Pour les commerçants, c’est donc à nouveau la douche froide. Après des semaines de confinement et un redémarrage en douceur, ils comptaient fermement sur ces soldes pour se refaire de la trésorerie et acheter les prochaines collections.

“Cela démontre que l’assouplissement des mesures (possibilité de faire son shopping à deux sans limite de temps) est arrivé trop tard et que cette mesure est bien trop limitée”, note Christine Mattheeuws, présidente du SNI.

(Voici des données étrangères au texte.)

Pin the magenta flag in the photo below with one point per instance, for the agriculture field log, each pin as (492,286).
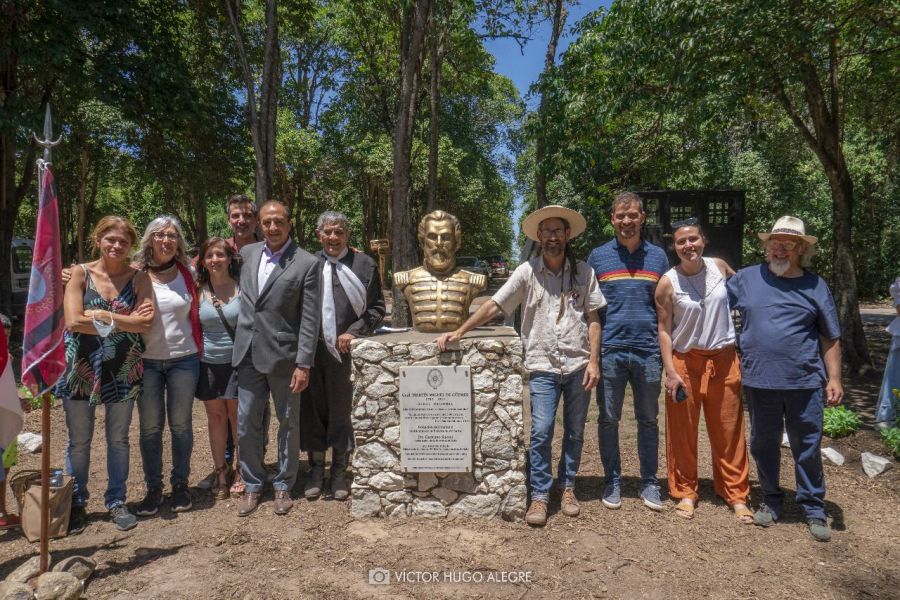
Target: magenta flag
(43,350)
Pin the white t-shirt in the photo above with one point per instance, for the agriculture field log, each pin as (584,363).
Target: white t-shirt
(170,334)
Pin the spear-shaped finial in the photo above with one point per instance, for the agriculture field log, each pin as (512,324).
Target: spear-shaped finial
(48,141)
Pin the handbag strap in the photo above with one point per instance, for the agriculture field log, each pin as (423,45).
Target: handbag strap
(215,303)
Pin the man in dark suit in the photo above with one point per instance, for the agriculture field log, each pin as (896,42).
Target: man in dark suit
(352,306)
(274,349)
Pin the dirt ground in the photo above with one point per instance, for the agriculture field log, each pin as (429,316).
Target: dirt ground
(319,550)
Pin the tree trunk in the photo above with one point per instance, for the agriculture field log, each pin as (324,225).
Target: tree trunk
(82,206)
(403,250)
(854,347)
(262,119)
(434,133)
(540,176)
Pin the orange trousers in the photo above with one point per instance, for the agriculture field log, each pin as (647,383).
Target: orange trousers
(713,381)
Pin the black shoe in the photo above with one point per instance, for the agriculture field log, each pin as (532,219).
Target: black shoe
(77,520)
(180,498)
(149,506)
(123,519)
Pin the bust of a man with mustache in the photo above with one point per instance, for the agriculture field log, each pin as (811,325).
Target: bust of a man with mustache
(439,293)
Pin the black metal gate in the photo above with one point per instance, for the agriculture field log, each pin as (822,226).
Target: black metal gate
(720,212)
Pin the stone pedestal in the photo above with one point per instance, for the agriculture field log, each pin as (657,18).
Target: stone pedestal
(496,486)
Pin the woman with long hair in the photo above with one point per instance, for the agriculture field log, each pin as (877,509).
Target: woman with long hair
(108,306)
(171,363)
(217,287)
(696,341)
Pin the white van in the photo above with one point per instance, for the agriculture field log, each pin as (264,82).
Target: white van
(20,267)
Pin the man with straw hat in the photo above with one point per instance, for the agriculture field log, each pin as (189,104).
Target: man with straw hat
(561,336)
(790,367)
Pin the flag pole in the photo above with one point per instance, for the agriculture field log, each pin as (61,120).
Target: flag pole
(47,143)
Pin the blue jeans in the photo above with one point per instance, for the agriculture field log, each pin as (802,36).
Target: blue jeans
(884,410)
(545,389)
(801,413)
(642,369)
(80,423)
(169,387)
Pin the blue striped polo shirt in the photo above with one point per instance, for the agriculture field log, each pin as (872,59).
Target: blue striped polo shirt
(628,282)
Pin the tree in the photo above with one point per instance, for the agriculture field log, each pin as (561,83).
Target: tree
(262,104)
(735,57)
(412,45)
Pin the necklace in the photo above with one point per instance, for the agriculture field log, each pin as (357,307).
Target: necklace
(703,296)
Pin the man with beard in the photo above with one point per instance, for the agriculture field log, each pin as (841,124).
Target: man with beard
(352,306)
(790,367)
(628,269)
(561,336)
(439,293)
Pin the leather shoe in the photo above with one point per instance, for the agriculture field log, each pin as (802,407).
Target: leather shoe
(248,503)
(283,502)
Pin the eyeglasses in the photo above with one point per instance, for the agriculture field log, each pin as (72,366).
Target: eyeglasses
(549,233)
(689,222)
(787,245)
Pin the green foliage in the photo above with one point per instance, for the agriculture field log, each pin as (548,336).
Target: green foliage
(34,401)
(840,421)
(891,438)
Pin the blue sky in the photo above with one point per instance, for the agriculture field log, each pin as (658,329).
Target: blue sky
(524,69)
(524,66)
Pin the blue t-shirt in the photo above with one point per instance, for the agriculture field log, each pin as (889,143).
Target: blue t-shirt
(781,321)
(628,282)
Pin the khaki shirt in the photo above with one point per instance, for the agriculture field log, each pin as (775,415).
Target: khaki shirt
(554,314)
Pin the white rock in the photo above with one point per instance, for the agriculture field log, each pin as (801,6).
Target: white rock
(374,455)
(29,443)
(80,566)
(27,570)
(399,497)
(496,442)
(444,495)
(427,507)
(371,407)
(370,351)
(426,481)
(833,455)
(513,508)
(10,590)
(483,381)
(512,389)
(495,346)
(422,351)
(365,503)
(391,435)
(57,586)
(460,482)
(476,506)
(875,465)
(377,390)
(386,480)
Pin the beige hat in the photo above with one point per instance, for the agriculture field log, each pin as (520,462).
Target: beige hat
(576,222)
(788,225)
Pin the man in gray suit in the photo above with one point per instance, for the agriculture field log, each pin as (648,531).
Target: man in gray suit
(274,347)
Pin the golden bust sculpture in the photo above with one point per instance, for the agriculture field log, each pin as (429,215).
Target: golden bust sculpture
(438,293)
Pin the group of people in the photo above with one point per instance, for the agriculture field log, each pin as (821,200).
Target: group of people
(246,320)
(624,317)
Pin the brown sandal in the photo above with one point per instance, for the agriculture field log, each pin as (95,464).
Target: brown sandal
(220,490)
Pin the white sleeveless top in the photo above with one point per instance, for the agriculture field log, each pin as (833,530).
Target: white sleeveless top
(170,334)
(701,319)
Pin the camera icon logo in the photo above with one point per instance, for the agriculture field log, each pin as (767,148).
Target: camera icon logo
(379,576)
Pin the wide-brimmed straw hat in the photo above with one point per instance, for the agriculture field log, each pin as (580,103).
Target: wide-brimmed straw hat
(576,222)
(788,225)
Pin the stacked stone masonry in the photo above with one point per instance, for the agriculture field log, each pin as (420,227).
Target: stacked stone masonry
(497,485)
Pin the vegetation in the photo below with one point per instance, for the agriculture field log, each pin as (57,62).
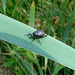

La rentrée scolaire ne coïncidera donc pas avec la rentrée des nouvelles collections pour tous les détaillants. Ils sont d’ailleurs 73 % avoir acheté moins pour cette saison et plus de 6 commerces sur 10 ne sont tout simplement pas en mesure de payer leurs fournisseurs.

“Un autre point d’attention très important : un commerce de détail sur cinq devra déposer le bilan avant la fin de l’année. Il faut donc de toute urgence des mesures supplémentaires. Pensons notamment à une diminution globale de la TVA à 6 %, comme dans l’horeca.”

Les perspectives ne sont donc pas réjouissantes pour les semaines et les mois à venir. Craignant de ne pas écouler suffisamment de marchandises avant la prochaine période de soldes, de nombreux commerçants plaident pour un report des soldes d’hiver au 15 janvier ou au début du mois de février, en fonction des ventes durant l’automne.